“Yarına geçer bu yürek ağrısı” dediydim. Geçmedi. Gencecik doktorun yorgun bakışıyla uyudum, onunla uyandım. Bir öküz göğsümün üzerinde. Sınırsız bir öfke hayatın aldırmaz akışına. Yine kısıldık bir kapana. Bayramı düşünüyorum avuntu olsun diye. Kazancı Bedih sesleniyor:
“Bayram gelmiş neyime
Kan damlar yüreğime
Yaralarım sızlıyor
anam anam garibem
Doktor gelmiş neyime”
“Kardiyologmuş” diyorum göğsümdeki ağırlığı düşününce. Nazım çıkıyor odadan, o da yorgun:
“Her gece, doktor
Sonra, şu on yıldan bu yana
Benim fakir milletime ikrâm edebildiğim
Bir tek elmam var elimde, doktor
Bir kırmızı elma
Kalbim
Ne arteryo skleroz, ne nikotin, ne hapis
Işte bu yüzden, doktorcuğum, bu yüzden
Bende bu Angina Pektoris
Bakıyorum geceye demirlerden
Ve iman tahtamın üstündeki baskıya rağmen
Kalbim en uzak yıldızla birlikte çarpıyor.”

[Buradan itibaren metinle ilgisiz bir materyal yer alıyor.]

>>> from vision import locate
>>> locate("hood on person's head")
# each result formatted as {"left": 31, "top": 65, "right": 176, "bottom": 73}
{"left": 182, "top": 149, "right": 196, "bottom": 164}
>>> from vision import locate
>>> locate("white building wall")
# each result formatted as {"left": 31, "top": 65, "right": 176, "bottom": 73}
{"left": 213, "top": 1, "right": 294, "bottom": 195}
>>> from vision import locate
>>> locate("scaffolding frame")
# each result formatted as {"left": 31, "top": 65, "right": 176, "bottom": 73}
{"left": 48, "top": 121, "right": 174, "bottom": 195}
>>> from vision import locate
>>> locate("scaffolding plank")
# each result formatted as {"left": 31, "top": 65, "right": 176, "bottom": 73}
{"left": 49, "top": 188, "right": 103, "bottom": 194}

Devlet bayram parası yollamış bana. Boş boş bakıyorum mesaja. Dört çocuğu babasız bıraktınız. Zehir zıkkım o bin lira bana. Tehcir yetimi Ermeni yiğidi Ruhi Su sesleniyor çook uzaklardan.
“Öksüz Ali’m hata yoktur sözümde
Çifte benler sıçraşıyor yüzünde.”
Teslim olup geleni yaşamak lazım diyorum kendi kendime. Hüzünse hüzün öfkeyse öfke. Sahte bayram sevinçleriyle, sahte avuntularla gelmedik mi bu günlere. Hüzne teslim olmanın yanlışlığını kim öğretti bize? Hem de bize en çok yakışan iken.
“hüzün ki en çok yakışandır bize
belki de en çok anladığımız
biz ki sessiz ve yağız
bir yazın yumağını çözerek
ve olumu bir kepenek gibi örtüp üstümüze
ovayı köpürte köpürte akan küheylan
ve günleri hoyrat bir mahmuz
ya da atlastan bir çarkı felek
gibi döndüre döndüre
bir mahpustan bir mahpusa yollandığımız
biz, ey sürgünlerin Nazımı derken
tutkulu, sevecen ve yalnız
gerek acının teleğinden ve gerek
lacivert gergefinde gecelerin
şiiri bir kus gibi örerek
halkımız, gülün sesini savurup
bir türkünun kekiğinden tüterken
der ki, böyle yazılır sevdamız
hüzün ki en çok yakışandır bize
belki de en çok anladığımız.”
Bugün hiçbir şeyi umursamadan saygı duruşundan kaçıp duruşmalara girecek avukatları, hastaneye gidecek hekimleri düşünüyorum. Dişlerim kenetleniyor.
“Dünyanın en tuhaf mahlukusun yani,
hani şu derya içre olup deryayı bilmeyen balıktan da tuhaf.
Ve bu dünyada, bu zulüm senin sayende.
Ve açsak, yorgunsak, alkan içindeysek eğer
ve hâlâ şarabımızı vermek için üzüm gibi eziliyorsak kabahat senin, – demeğe de dilim varmıyor ama – kabahatin çoğu senin, canım kardeşim.”
Böyle işte. Büzüşüp şiirlere, türkülere sığındığımız bir arife daha. Belki de en iyisi sınırsız bir sessizlik.